A delação premiada gerou sensação de impunidade. Mas há outros crimes sob investigação.

Por Felipe Cecconello Machado

Nos comentários que leio e ouço, tanto na imprensa quanto entre amigos, o que mais me chama a atenção é a indignação das pessoas com o tamanho do benefício concedido aos irmãos Batista em troca das informações que entregaram à justiça. Ainda que não tenha sido divulgada a íntegra das delações nem tampouco o conjunto das provas entregues pelos irmãos, poucos se conformam com o fato de não haver nenhuma punição pelos crimes confessados, sendo que os delatores conseguiram inclusive permissão para residir fora do Brasil.

Enquanto não vier a público a integralidade das delações, não será possível analisar a quantidade de informações valiosas, nem mesmo a quantidade de provas e pessoas atingidas pela delação, o que pode, sim, justificar o tamanho do benefício concedido aos irmãos; afinal, a delação só é interessante se oferecer algum benefício ao delator.

Por outro lado, outras notícias surgidas nos últimos dias podem de certa forma acabar, ou ao menos reduzir a sensação de impunidade em relação a eles. Através do Comunicado ao Mercado número 02 de 2017, a Comissão de Valores Mobiliários informou ao público a abertura de 5 processos administrativos para investigar a conduta de empresas do grupo JBS. Chama a atenção o quinto processo, 19957.004548/2017-12, que visa analisar negociações dos controladores da JBS SA com ações de emissão da companhia.

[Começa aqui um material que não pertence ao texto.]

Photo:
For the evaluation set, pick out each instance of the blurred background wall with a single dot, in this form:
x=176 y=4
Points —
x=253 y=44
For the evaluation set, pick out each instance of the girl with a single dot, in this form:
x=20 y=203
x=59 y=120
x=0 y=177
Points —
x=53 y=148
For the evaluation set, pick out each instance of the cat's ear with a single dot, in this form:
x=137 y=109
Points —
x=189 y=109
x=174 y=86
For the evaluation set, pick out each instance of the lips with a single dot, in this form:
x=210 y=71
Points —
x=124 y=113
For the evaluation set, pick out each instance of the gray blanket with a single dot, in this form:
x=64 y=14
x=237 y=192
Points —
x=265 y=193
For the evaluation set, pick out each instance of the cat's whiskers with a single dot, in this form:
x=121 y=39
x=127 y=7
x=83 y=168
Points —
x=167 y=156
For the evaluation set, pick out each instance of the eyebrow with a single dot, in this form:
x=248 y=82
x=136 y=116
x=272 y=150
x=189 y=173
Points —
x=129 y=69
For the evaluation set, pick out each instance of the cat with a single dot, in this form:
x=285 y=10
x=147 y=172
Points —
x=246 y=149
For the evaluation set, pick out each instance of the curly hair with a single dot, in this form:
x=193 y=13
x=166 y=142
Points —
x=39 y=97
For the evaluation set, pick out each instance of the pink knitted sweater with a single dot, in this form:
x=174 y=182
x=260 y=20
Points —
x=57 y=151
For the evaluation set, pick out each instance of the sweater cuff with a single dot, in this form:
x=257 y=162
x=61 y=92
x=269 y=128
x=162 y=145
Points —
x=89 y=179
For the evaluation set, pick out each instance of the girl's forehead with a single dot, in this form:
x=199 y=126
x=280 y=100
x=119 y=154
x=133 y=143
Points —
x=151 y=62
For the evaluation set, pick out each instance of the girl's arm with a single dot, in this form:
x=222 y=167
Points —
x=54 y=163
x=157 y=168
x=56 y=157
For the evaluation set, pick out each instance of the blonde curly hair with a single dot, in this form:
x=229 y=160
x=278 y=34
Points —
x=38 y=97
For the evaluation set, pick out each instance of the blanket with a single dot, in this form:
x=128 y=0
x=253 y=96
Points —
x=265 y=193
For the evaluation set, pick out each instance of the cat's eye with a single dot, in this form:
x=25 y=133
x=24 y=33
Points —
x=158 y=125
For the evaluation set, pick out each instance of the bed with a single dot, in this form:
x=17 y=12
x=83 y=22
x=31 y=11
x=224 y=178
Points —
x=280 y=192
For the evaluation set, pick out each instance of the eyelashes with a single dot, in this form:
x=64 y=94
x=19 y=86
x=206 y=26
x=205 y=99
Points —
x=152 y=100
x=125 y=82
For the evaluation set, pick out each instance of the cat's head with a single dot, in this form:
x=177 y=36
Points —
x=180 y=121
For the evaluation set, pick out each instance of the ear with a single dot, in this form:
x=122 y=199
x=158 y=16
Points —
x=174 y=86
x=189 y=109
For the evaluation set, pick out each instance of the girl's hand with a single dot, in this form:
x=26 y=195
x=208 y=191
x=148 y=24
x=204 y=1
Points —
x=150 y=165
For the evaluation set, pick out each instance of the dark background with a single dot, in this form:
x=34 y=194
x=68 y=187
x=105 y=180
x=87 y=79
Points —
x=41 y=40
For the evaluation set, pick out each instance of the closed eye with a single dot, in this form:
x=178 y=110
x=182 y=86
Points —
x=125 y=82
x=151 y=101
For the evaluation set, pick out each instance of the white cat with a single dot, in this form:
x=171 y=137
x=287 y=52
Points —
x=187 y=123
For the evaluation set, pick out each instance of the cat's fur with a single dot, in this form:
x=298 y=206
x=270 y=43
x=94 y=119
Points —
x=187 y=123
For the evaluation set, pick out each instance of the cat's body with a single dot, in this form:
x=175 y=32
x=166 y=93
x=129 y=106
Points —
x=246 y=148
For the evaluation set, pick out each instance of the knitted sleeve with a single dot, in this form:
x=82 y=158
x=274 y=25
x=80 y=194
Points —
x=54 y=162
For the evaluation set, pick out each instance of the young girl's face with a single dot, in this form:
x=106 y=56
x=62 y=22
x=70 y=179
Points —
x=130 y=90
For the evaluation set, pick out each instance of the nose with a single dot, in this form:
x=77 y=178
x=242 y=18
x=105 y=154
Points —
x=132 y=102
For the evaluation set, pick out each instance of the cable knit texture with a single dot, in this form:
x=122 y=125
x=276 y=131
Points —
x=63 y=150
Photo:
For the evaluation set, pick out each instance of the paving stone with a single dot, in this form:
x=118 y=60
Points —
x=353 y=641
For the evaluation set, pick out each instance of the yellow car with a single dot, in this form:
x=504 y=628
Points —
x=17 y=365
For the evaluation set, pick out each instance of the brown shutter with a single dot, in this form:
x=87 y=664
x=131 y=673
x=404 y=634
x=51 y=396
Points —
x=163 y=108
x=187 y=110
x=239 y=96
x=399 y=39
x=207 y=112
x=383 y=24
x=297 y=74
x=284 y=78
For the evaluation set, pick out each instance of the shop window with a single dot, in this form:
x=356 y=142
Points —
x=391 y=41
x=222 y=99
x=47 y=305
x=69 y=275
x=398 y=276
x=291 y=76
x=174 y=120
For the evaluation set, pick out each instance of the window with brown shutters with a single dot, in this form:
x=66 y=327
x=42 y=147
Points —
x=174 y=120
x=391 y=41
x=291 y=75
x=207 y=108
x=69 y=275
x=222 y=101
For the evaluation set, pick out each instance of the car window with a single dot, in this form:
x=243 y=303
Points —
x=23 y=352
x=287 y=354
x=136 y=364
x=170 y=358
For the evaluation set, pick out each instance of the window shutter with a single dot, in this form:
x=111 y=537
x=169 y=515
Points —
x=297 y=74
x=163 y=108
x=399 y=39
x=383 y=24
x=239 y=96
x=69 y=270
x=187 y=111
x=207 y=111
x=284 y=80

O que se investiga nesse caso é a possível ocorrência do crime de insider trading, ou seja, a negociação de ações com base em informações privilegiadas. Segundo informações prestadas pela própria JBS à CVM, durante os dias 20 e 28 do mês de abril de 2017, enquanto negociava os termos de sua delação premiada, acionistas controladores, diretores e conselheiros da JBS venderam um total de 23.474.460 ações da JBS, a um preço médio de R$ 10,30 por ação. No dia 19 de maio, um dia após a notícia da delação, o preço das ações da JBS caiu para R$ 8,58 por ação.

O crime de insider trading, tipificado no artigo 27-D da Lei das Sociedades Anônimas, ocorre quando alguém negocia informação a que tem acesso, mas que ainda não é de domínio público para obter vantagem indevida em negociação de valores imobiliários. É o que pode ter acontecido no caso da JBS.

Por saber que as informações sobre as delações poderiam vir a público, e com isso derrubar o valor das ações, vender pode ter sido financeiramente muito vantajoso para os acionistas da JBS. Porém, ao utilizar a informação que tinham para obter vantagem financeira, acabaram por prejudicar quem comprou as ações, que sofreram substancial perda em seu valor, e não tinha a mesma informação. Esse é o escopo da investigação aberta pela CVM.

Como o possível crime de insider trading foi cometido à partir da delação premiada, por óbvio a isenção de sanções negociada pelos delatores não englobará este crime, que, uma vez comprovado, sujeitará os indivíduos que o cometeram às penas de: reclusão, de 1 a 5 anos e multa de até 3 vezes o valor da vantagem ilícita obtida em decorrência do crime.

Assim, ainda que livres de ação penal por conta dos crimes cometidos e confessados no âmbito da delação premiada, poderão os irmãos Batista ser processados e eventualmente condenados por uso de informações privilegiadas, o que de certa forma pode mitigar a sensação de que não houve nenhuma punição aos crimes por eles cometidos.